You’ll never get all of the ships, either. It’s an impossibility. Unlock requirements differ for each, and the in-game descriptions are left deliberately vague. Oftentimes you’ll need to log multiple hours of flight time in one particular ship to unlock its successor. Now, you can beat these kinds of shooter games in a half-hour, and that’s if you’re flawless, so making you use one ship for four hours is a fairly tedious requirement.

If you’re not flawless, and I assume this will apply to you unless you’re some sort of demi-god that can see through pixels, then you’ll be dying every second and you’ll never get that time built up. Just put in an invincibility cheat and leave the game running, if you’re that desperate. I did that plenty and I still only got 81 out of 101.

Great that it’s got oodles of ships, different Wave Cannons (that is, different shooty-shootys), Bits for protecting your ship and Missile combos. And you can customise all of these fully. But the big problem with R-Type Final is that, having lovingly polished and washed and prepped your glorious ships in the hangar, there isn’t really much game to take the ship into.

Part of this is because the levels just don’t seem to be appealing, but I reckon two major reasons for this are the graphics and music. The graphics in Final are kind of drab and uninspiring. It’s what I call banal PS2 – it’s 3D, and not ugly-blocky like PS1, but there’s not much character in the aesthetic.

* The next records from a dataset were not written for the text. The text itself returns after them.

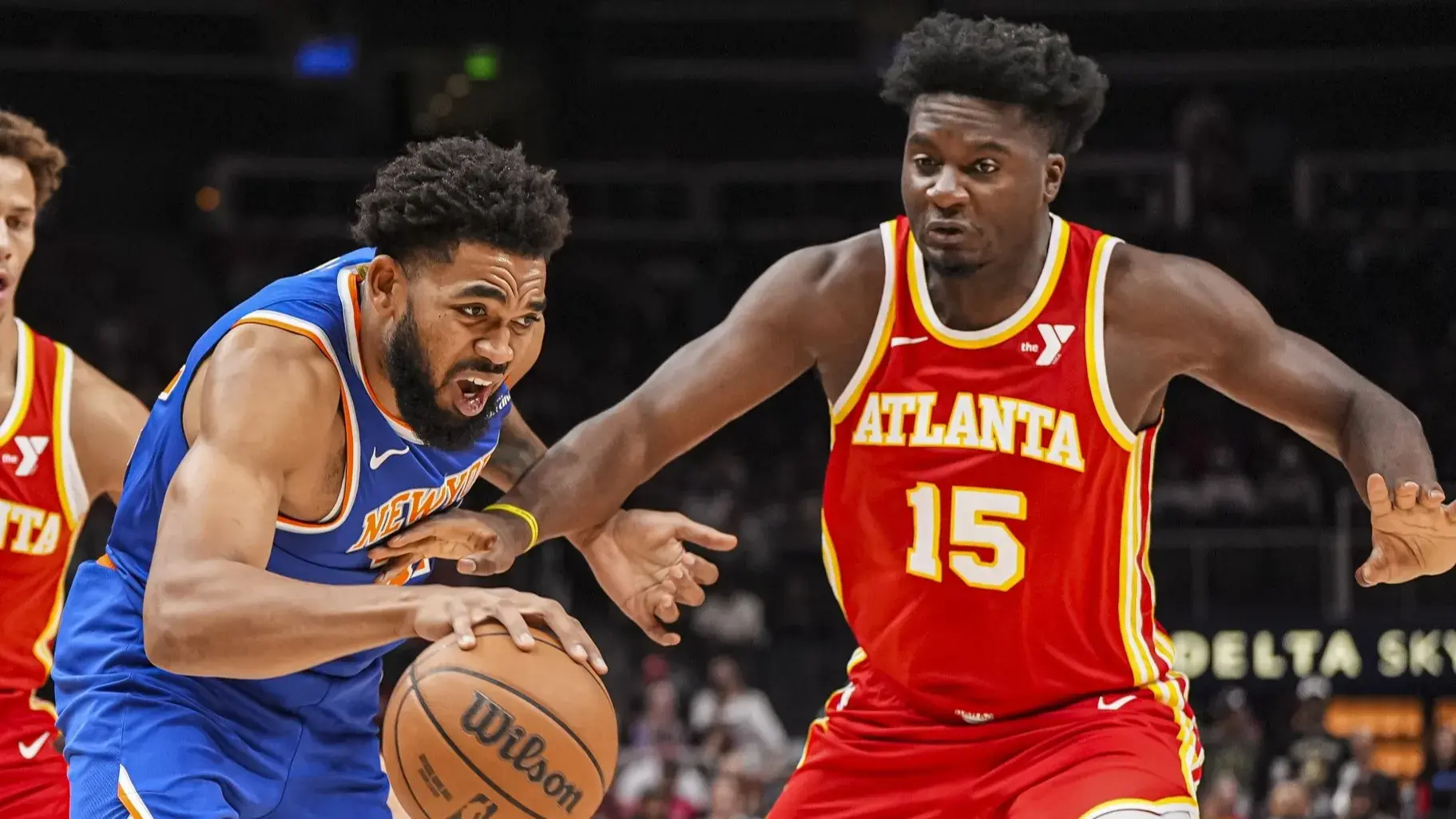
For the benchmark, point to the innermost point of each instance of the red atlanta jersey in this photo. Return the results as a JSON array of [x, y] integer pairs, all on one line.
[[42, 502], [985, 506]]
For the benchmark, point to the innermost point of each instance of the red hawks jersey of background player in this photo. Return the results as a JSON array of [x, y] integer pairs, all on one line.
[[985, 507], [41, 502]]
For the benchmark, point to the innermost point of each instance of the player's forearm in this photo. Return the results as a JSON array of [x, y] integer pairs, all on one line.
[[232, 620], [1381, 435], [584, 479], [518, 451]]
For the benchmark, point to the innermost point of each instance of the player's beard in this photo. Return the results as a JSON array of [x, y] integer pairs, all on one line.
[[951, 270], [415, 392]]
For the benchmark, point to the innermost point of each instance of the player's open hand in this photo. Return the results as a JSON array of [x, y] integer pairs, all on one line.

It just comes off looking dull. R-Type Delta on PS1 had some great, not over-the-top 3D that still holds up, unlike many other 3D games on that system. The arcade’s R-Type Leo and the Super Nintendo’s R-Type III have some wonderful spritework. Final, unfortunately, is made to look poor by comparison.

The music isn’t exactly the rocking stuff of R-Type III either, nor is it the wonderfully bassy, early-90s dance of Super R-Type. And nor indeed is it the God-knows-what genre of R-Type Delta. Final’s music direction is more atmospheric for the most part, or just relegated to background noise, which is unfortunate.

The sound effects suffer a similar fate, but it’s great when you unlock the Giga Wave Cannon, charge your beam a scorching seven times in a row and unleash a pulverising white nuclear blast with a sound that shatters your room windows and makes God squirm. Other than that, I’m wondering if they couldn’t have given each of the Wave Cannons different sounds, in the same way F-Zero GX had different booster noises for each vehicle. Perhaps I’m being overly demanding.

Despite any of these protestations, and despite me being overall rubbish at the game – and I am rubbish, since I really cannot see enemy projectiles coming at me properly unless they’re massive, yellow lasers with a caption underneath them screaming “I am coming to kill you” – I like the game. R-Type Final just about breaks even.

You could call it good, you could call it okay, maybe even fair, but certainly not average. To get to this conclusion, we have to turn a bit of a blind eye to the bland graphics, the soundtrack that’s lower in quality than its predecessors, and reckon ourselves with the fact that although there are a bunch more levels, not many are memorable.

Whatever about all that, it was a touch of class from the boys and girls at Irem to sign off like this. There was no beating of a dead horse, no guff, no overindulgence or self-onanism. Just a mutual recognition that the horizontal- and arcade-shooter genre had come to its natural conclusion, leading to a hearty farewell and a parting of the ways. It didn’t stay past its sell-by date and sour memories of the glory days. It just gave us a farewell wink, a cheery goodbye, and roared off with satisfaction towards the infinite black yonder, leaving us wanting no more or no less. Until R-Type Final 2 reared its head.